Review Annabelle : Creation
14:41"Annabelle: Creation" is a prequel to "Annabelle", the doll from "The Conjuring". And you've probab...
"Annabelle: Creation" is a prequel to "Annabelle", the doll from "The Conjuring". And you've probably heard that this is better than the first a lot already.
"Annabelle: Creation" has no business being this good. Funny enough, the same can be said about 2016's "Ouija: Origins of Evil". It is strange that these two bizarrely similar films were released within a year of each other. Both follow up on terrible first films. Both are prequels of those terrible first films. Both shouldn't have been made. Both are extremely effective horror films. Oh, and both star the excellent child-actor Lulu Wilson. The similarities don't even end there.
The Mullins aren't the family they once were. In the early 1940s, Samuel and Esther (Anthony LaPaglia and Miranda Otto) lost their 7- year-old daughter, Annabelle (Samara Lee), in a tragic accident. As they were still grieving, Esther was seriously injured and has been bedridden ever since. Samuel is only a shell of the happy and loving father and husband he once was. Nevertheless, 12 years after losing their little girl, Samuel and Esther decide that it's time for some good-deed-doing. They open their large farmhouse to six girls and their caregiver, Sister Charlotte (Stephanie Sigman), when the orphanage where they lived closed. The girls range in age from about 7 to 17. The two youngest girls, Linda (Lulu Wilson) and Janice (Talitha Bateman), who wears a leg brace, are especially close, promising they will never allow themselves to be separated. Although they still hope to be adopted, all the girls love their new home. Yet there's still something "off" about the house – and it gets off- ier as the days go by. Samuel is kind, but gruff and the girls are basically afraid of him. They also wonder about his wife who rings a bell when she needs her husband and never leaves her room. Naturally, the orphans are curious about their new home and they're anxious to explore. As most of them run and play outside, discovering a dark sealed well in the process, Janice tries to enter an upstairs bedroom that Samuel sternly tells her is locked and never to be opened. Of course, strange sounds begin emitting from that room (at night) and when Janice approaches the door to investigate, she finds it unlocked. She enters, looks around and finds a creepy porcelain doll sitting in a chair inside a closet that is wallpapered with pages from a Bible. Janice closes the closet door, but it keeps opening on its own. A ghost-like figure from inside the closet approaches Janet, but then disappears. The scares just build from there and Janice becomes convinced that there is a demonic presence in that room and it wants her soul. She's not wrong.
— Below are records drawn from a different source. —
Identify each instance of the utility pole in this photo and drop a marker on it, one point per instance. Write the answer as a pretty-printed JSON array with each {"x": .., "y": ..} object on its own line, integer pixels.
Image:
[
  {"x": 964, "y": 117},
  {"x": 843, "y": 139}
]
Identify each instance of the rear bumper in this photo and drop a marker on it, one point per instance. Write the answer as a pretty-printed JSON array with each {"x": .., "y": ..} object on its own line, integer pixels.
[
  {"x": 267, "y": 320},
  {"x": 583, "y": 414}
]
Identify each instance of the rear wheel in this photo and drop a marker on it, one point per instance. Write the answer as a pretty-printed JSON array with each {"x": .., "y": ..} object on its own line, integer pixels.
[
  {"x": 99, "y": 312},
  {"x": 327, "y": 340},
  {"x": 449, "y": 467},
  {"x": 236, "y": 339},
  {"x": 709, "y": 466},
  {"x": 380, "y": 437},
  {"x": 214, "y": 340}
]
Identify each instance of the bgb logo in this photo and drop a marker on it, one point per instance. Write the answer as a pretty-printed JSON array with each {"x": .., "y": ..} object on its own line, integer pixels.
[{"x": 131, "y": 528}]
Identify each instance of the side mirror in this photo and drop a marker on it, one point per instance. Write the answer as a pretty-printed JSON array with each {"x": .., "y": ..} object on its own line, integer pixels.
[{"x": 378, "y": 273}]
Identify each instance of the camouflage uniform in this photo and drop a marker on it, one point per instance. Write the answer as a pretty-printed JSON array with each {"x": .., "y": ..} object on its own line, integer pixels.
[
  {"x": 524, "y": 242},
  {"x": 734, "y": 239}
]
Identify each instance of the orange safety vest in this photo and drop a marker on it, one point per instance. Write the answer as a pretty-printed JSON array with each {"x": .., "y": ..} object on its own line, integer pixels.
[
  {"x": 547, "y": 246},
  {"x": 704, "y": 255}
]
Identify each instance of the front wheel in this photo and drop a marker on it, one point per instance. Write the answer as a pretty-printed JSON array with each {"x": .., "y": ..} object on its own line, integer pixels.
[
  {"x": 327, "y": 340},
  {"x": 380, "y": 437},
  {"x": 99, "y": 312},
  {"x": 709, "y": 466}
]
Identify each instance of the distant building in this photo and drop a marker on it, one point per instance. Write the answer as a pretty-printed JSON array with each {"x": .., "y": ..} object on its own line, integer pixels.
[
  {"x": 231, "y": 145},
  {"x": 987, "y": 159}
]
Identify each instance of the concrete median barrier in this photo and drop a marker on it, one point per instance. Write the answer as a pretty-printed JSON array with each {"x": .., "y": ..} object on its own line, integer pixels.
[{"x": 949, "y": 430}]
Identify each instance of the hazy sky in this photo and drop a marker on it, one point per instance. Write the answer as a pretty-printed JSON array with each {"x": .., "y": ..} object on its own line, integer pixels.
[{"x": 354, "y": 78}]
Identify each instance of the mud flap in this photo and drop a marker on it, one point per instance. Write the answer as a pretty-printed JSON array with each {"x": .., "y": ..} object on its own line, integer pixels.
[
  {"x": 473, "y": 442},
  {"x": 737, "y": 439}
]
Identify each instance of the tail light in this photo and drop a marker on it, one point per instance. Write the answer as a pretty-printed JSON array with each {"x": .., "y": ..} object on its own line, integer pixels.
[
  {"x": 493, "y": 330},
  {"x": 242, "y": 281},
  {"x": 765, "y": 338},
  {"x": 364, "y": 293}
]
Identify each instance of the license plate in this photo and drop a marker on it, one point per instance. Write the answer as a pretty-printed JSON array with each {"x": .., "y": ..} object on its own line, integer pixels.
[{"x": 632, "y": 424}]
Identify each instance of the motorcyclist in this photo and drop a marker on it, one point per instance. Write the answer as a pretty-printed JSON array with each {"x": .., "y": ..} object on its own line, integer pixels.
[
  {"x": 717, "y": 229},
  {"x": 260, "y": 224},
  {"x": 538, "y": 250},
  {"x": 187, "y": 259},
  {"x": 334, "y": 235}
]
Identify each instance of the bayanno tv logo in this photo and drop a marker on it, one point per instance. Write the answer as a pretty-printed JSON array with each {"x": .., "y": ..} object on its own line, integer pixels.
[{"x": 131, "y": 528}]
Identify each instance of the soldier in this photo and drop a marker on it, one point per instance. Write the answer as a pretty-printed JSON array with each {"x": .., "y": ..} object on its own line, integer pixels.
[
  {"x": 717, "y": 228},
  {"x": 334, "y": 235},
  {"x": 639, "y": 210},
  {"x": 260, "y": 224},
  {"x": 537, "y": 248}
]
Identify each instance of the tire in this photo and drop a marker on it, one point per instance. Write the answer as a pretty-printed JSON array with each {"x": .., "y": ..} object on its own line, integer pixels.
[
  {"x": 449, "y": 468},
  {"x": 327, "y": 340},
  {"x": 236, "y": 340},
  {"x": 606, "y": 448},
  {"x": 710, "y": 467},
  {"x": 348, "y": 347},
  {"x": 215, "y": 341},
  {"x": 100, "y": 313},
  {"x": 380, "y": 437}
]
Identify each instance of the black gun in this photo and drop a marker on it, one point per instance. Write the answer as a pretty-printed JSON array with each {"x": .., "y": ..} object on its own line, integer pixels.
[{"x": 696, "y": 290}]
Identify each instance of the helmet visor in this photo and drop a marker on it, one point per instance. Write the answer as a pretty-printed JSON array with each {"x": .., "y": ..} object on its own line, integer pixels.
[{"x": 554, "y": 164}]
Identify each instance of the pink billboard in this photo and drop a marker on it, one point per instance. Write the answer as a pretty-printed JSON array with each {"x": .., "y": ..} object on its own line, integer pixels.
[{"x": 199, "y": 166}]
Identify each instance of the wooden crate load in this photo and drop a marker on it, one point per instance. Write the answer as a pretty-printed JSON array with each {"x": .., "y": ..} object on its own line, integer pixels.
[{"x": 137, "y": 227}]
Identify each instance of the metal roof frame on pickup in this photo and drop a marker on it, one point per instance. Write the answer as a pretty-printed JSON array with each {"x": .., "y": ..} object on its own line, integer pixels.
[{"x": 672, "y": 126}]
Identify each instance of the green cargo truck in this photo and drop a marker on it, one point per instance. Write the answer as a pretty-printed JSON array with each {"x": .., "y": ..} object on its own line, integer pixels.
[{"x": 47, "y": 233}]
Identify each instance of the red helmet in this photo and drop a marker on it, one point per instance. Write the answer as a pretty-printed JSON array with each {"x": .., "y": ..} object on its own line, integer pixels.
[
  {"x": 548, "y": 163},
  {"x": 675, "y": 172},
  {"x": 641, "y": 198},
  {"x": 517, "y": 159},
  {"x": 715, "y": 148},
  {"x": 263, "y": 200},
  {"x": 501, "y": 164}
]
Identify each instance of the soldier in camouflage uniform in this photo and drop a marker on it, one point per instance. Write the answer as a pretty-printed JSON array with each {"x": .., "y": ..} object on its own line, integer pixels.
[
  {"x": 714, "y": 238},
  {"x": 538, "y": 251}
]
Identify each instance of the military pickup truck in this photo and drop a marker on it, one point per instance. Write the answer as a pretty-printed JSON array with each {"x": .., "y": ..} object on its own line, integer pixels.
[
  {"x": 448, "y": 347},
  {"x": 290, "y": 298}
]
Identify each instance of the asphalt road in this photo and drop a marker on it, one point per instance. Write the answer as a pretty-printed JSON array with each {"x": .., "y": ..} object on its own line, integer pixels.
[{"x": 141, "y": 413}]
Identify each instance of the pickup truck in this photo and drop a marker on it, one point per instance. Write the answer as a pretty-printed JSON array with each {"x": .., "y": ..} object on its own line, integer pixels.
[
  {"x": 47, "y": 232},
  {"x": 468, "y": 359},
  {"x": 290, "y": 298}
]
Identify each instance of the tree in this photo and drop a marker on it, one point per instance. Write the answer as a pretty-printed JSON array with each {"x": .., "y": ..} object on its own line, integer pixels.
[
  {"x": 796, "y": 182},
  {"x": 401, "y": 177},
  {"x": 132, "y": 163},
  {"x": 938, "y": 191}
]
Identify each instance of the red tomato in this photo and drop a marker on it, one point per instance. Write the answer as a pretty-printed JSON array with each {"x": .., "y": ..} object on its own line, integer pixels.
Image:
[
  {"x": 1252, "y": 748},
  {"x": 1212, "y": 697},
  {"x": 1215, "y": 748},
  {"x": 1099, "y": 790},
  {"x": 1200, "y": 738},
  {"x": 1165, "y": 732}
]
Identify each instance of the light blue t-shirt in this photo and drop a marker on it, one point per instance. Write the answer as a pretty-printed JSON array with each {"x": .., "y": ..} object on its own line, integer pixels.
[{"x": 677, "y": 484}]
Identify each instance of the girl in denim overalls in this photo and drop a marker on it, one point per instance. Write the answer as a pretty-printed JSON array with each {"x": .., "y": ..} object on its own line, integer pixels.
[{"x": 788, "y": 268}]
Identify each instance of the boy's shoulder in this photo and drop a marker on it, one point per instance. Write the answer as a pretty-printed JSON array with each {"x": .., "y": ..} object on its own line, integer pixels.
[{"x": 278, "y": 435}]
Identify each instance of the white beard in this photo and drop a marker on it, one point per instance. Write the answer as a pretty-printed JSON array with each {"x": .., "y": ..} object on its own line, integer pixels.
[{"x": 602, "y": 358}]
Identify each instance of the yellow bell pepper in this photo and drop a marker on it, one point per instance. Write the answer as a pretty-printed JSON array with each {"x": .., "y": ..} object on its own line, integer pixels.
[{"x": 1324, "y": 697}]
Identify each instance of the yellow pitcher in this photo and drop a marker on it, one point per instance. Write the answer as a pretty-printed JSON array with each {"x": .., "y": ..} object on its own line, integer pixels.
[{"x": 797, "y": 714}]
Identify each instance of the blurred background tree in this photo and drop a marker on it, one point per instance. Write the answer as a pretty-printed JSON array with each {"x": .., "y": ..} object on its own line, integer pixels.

The bar is low when it comes to horror film scripts. Even the best of the genre still have the occasional cringe-worthy line or plot hole (The Conjuring 2, I'm looking at you). All this to say, I'm going to go easy on the faults of Annabelle: Creation's script. The writing here is not bad by any means. There are cringy lines here and there, but that is to be expected. The characters make extremely poor choices, but even that is to be expected. The problem rests almost solely in the dull first 30 minutes of this film.
One of the oddest things is when someone does get killed, the Nun still keeps them in this house. At that point I felt like screaming "No, you idiot. Get the hell out, run away now."
I did like the setting of the film. The middle-of-nowhere concept is a real favourite of mine in horror movies. I also found the acting to be above average, especially when you consider a large number of the cast were child actors who can often come across very poorly. Lulu Wilson, who starred in another prequel-to-a-prequel (last year's Ouija: Origin of Evil) that received generally positive reviews, turns in a solid performance as the young Linda, who must contend with the haunting presence of the Annabelle doll manifesting itself into her best friend Janice. Wilson powers her way through any questionable character choices solely on the strength of her work. On the other hand, Talitha Bateman, playing the polio- afflicted Janice, handles her character's progression nicely, turning into a genuinely chilling presence as the film progresses.
The thing I think most people have to remember about this film, which I sometimes forget myself, is that Annabelle is just a doll... creepy looking, but just a doll nonetheless. She's not like Slappy or Chucky, where the doll is the soul in and of itself. The doll may act as a conduit for the demon however; we have known this since The Conjuring. However, this demon can also do it in its own form, or into a human, or anything else that it wants to... even more than one place at a time. Makes it kind of strange that Annabelle still remains the highlight of the film by the title, but these films are less about the doll and more about the entity, and that's fine with me. I just have to keep reminding myself that.
If you are a fan of horror movies and especially if you want to see some continuity with The Conjuring series, then this is definitely a must see movie. But if you are one of those people who do not like supernatural horror movies, then it would be best if you avoid this one. By the way, the movie had 2 post credit scenes. So you can wait and see them by waiting till the very end.